Posted by MaGoogle on June 14, 2017 in Weekly Rant |

The paradox of our time in history is that we have taller buildings but shorter tempers, wider Freeways, but narrower viewpoints. We spend more, but have less, we buy more, but enjoy less. We have bigger houses and smaller families, more conveniences, but less time. We have more degrees but less sense, more knowledge, but less judgment, more experts, yet more problems, more medicine, but less wellness.

We drink too much, smoke too much, spend too recklessly, laugh too little, drive too fast, get too angry, stay up too late, get up too tired, read too little, watch TV too much, and pray too seldom.
We have multiplied our possessions, but reduced our values. We talk too much, love too seldom, and hate too often.
We’ve learned how to make a living, but not a life. We’ve added years to life not life to years. We’ve been all the way to the moon and back, but have trouble crossing the street to meet a new neighbor. We conquered outer space but not inner space. We’ve done larger things, but not better things.
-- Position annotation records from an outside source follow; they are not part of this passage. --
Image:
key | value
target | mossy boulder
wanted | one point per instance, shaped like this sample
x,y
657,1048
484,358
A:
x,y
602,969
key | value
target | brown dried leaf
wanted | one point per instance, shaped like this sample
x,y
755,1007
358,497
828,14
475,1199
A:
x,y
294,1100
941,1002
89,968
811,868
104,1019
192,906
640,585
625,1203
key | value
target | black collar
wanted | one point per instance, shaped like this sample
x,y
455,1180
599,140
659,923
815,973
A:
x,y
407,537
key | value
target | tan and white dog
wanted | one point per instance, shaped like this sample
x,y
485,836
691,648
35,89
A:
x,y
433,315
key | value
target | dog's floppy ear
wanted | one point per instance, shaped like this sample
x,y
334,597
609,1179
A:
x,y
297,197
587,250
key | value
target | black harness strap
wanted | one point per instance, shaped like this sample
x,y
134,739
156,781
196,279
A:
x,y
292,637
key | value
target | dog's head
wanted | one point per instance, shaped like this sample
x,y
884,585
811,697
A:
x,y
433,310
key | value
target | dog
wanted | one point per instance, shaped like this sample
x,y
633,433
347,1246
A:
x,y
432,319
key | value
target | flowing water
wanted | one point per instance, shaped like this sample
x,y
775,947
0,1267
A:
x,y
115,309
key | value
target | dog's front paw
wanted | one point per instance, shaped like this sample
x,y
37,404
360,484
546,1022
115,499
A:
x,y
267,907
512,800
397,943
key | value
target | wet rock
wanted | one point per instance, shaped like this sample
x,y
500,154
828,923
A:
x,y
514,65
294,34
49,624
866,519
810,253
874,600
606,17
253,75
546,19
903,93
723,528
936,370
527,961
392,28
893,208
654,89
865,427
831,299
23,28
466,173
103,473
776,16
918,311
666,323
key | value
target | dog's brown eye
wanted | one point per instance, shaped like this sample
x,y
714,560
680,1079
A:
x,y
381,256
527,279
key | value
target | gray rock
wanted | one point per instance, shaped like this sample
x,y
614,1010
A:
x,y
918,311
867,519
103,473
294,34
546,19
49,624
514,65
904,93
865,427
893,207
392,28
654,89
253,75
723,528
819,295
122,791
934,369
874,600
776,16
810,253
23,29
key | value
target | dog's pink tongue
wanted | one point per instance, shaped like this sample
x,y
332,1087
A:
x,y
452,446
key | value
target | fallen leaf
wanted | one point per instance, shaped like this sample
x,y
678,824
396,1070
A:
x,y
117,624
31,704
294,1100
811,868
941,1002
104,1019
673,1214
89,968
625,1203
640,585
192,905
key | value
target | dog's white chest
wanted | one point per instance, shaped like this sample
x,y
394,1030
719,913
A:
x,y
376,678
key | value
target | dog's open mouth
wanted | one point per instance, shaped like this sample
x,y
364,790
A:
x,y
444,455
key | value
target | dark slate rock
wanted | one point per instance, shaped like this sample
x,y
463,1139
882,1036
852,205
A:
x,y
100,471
We’ve cleaned up the air, but polluted the soul. We’ve conquered the atom, but not our prejudice. We write more, but learn less. We plan more, but accomplish less. We’ve learned to rush, but not to wait. We build more computers to hold more information, to produce more copies than ever, but we communicate less and less.
These are the times of fast foods and slow digestion, big men and small character, steep profits and shallow relationships. These are the days of two incomes but more divorce, fancier houses, but broken homes. These are days of quick trips, disposable diapers, throwaway morality, one night stands, overweight bodies, and pills that do everything from cheer, to quiet, to kill. It is a time when there is much in the showroom window and nothing in the stockroom.
Remember, spend some time with your loved ones, because they are not going to be around forever.
Remember, say a kind word to someone who looks up to you in awe, because that little person soon will grow up and leave your side.
Remember, to give a warm hug to the one next to you, because that is the only treasure you can give with your heart and it doesn’t cost a cent.
Remember, to say, “I love you” to your partner and your loved ones, but most of all mean it. A kiss and an embrace will mend hurt when it comes from deep inside of you.
Remember to hold hands and cherish the moment for someday that person will not be there again.
Give time to love, give time to speak! And give time to share the precious thoughts in your mind.
AND ALWAYS REMEMBER:
It’s not what you gather, but what you scatter that tells what kind of life you have lived.